日本大百科全書(ニッポニカ) 「社会主義市場経済」の意味・わかりやすい解説
社会主義市場経済
しゃかいしゅぎしじょうけいざい
中国共産党の第14回党大会(1992年10月)の政治報告で、1990年代の改革と建設の主要任務の一つとして提起された体制。社会主義のマクロ調整のもとで市場経済に資源分配の基礎的な役割を果たさせるというもので、共産党が正式に市場経済を認知したのはこれが初めてである。「市場経済が即資本主義であるとはいえず、社会主義にも市場はある」という最高実力者鄧(とう)小平の考えがその基礎となっており、これが党の方針として確定されたことは、保守派に対する改革派の勝利が決定的になったことを示している。

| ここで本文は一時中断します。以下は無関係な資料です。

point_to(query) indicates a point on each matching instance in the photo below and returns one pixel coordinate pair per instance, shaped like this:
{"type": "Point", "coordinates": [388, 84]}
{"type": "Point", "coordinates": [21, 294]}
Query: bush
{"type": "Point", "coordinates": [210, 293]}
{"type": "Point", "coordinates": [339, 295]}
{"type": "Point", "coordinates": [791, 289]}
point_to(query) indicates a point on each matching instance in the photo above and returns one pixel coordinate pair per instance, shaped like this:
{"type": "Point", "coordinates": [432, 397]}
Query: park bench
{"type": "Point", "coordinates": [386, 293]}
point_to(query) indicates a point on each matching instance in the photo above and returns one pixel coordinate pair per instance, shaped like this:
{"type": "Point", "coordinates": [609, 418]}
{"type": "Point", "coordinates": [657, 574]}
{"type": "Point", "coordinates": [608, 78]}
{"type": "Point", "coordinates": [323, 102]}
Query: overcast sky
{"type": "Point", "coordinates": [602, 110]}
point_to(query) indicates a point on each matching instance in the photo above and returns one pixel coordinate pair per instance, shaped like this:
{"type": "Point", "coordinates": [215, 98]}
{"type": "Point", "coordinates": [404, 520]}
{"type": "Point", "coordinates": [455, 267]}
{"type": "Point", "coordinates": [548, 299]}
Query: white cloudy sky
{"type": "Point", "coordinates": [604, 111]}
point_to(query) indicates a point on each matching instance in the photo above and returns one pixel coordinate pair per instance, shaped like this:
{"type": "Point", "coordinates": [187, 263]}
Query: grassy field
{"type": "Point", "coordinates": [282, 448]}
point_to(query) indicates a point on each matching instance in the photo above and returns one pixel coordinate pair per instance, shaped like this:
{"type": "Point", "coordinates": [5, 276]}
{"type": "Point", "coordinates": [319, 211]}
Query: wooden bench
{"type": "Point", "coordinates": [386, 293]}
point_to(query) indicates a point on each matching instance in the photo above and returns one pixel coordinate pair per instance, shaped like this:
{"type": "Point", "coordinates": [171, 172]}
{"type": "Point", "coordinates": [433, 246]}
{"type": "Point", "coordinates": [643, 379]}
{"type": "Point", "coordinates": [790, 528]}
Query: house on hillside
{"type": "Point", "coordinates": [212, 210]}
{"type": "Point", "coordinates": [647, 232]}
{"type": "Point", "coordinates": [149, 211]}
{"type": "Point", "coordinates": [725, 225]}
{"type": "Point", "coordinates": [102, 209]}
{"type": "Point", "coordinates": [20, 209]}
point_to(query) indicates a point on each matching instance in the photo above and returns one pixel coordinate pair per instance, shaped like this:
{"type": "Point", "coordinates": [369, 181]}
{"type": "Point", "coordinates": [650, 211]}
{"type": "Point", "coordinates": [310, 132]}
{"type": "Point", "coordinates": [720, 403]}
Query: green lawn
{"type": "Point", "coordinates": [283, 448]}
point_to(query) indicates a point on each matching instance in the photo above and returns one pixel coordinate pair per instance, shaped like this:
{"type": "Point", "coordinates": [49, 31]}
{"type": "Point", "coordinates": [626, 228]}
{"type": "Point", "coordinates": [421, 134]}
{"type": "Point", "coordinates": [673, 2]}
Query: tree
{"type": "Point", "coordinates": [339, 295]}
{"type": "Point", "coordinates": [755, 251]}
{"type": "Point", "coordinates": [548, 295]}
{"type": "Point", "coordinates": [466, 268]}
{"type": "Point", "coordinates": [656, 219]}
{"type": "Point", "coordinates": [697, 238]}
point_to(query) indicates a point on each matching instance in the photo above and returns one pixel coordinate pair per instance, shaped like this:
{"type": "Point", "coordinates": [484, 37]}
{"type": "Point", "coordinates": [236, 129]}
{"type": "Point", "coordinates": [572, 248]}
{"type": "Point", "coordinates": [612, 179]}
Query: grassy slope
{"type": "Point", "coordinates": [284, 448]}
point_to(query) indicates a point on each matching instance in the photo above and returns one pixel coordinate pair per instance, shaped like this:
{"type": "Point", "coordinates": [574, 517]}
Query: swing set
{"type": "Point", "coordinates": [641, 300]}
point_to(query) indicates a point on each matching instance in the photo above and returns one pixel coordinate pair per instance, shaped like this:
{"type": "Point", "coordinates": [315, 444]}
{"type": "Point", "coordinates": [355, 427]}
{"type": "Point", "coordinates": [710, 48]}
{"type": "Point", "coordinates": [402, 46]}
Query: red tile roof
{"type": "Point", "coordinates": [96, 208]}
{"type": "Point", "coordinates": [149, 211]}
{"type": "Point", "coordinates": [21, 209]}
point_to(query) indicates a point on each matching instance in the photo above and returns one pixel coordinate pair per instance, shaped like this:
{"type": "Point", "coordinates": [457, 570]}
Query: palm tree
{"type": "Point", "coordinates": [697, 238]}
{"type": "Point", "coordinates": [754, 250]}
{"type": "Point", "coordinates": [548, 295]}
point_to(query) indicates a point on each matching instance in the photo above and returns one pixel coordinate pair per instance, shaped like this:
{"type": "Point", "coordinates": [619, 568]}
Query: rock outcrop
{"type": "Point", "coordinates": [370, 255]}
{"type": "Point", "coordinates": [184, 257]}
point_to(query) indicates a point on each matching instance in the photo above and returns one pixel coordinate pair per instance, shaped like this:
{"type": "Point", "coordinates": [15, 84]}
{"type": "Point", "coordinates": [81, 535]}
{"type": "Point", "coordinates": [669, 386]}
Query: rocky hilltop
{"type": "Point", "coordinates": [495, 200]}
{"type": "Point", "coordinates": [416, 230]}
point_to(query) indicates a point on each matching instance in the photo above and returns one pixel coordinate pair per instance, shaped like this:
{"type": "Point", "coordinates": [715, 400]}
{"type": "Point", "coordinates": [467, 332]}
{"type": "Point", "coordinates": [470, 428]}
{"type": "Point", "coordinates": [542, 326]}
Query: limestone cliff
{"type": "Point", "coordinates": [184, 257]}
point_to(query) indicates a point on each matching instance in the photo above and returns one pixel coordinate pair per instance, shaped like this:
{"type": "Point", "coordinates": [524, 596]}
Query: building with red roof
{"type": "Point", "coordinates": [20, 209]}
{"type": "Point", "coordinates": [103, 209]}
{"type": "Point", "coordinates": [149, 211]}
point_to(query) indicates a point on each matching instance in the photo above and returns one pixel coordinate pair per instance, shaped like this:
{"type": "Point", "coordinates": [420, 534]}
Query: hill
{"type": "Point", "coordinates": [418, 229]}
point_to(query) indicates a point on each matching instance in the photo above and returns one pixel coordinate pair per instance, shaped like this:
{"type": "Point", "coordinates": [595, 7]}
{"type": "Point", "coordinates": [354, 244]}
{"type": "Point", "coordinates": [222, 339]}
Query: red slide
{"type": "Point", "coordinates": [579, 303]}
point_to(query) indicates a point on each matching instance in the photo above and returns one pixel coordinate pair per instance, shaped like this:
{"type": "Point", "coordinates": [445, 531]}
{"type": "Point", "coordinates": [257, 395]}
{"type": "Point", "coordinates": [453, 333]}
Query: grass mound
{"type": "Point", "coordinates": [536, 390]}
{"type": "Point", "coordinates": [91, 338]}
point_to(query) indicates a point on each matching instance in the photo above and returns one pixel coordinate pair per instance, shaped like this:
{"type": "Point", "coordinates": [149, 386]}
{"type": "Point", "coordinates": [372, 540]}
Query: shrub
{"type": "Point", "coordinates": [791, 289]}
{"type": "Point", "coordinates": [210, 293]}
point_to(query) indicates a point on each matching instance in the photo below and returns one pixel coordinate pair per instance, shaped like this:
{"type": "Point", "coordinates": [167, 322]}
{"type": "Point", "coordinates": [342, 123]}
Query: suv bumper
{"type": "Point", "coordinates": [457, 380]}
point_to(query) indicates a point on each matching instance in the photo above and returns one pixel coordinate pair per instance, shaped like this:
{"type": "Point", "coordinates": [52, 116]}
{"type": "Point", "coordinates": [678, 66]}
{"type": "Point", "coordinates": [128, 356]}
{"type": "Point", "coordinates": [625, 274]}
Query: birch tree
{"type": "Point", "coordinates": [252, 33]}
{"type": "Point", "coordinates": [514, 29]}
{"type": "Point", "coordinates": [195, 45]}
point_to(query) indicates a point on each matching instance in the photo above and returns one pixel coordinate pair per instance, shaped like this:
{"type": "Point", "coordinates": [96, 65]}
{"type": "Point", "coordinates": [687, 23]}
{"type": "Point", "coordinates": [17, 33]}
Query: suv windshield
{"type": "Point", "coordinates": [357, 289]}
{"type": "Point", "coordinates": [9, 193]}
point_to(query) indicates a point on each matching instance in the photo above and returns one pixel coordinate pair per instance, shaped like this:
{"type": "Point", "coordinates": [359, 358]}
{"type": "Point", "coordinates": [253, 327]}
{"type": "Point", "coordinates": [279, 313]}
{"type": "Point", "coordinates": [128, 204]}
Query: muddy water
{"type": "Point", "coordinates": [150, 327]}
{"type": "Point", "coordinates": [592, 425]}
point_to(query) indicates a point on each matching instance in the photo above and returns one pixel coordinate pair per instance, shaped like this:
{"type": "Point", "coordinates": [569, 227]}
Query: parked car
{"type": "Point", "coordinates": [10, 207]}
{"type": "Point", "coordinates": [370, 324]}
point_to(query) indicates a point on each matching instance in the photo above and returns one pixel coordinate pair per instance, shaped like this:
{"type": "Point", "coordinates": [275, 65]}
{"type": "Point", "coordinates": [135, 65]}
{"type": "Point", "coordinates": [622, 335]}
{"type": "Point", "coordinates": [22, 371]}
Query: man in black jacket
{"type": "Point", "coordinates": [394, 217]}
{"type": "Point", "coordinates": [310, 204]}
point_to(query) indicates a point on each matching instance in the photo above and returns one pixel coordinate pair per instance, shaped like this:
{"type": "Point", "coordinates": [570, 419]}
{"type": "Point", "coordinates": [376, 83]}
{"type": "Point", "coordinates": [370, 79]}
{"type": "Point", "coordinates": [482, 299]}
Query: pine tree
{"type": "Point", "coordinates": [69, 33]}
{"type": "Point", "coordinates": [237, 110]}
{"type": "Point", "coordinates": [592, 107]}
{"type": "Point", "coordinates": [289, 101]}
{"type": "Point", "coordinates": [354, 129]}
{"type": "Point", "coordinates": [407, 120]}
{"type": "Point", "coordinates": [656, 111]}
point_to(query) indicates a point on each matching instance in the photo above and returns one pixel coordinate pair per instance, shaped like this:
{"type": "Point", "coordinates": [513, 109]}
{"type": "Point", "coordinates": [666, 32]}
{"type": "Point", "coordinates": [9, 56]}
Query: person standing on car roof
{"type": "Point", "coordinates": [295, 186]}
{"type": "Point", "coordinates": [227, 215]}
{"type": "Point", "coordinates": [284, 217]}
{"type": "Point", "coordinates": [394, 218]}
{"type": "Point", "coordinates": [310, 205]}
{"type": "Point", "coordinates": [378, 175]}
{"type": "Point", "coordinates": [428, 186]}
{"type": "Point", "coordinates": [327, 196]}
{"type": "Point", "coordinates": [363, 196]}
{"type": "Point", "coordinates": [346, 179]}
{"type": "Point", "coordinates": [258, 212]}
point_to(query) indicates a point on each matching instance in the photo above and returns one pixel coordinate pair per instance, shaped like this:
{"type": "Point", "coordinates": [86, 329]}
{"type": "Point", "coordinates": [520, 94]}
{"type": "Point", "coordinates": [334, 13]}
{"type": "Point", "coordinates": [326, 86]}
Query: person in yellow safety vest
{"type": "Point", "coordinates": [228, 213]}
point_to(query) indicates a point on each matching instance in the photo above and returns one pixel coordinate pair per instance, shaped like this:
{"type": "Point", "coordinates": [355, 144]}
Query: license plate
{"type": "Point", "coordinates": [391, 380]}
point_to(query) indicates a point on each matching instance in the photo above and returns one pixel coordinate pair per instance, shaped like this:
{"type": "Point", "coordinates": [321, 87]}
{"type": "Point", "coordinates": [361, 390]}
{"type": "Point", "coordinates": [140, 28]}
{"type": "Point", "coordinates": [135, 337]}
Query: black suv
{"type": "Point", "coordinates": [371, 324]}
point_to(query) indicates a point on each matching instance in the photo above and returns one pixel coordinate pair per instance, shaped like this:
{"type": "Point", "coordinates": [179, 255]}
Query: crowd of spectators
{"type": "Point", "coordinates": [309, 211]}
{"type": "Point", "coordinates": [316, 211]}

1993年3月の第8期全国人民代表大会第1回会議で改正された憲法でも、その第15条に「社会主義市場経済を実行する」という文言が明記され、従来の計画経済体制は放棄されることとなった。しかし市場経済が浸透し、高度経済成長が続くなかで、国有企業の不振、貧富の格差の拡大、幹部の腐敗といったひずみが顕在化し、「政治は一党独裁、経済は市場経済」という体制に限界が見え始めている。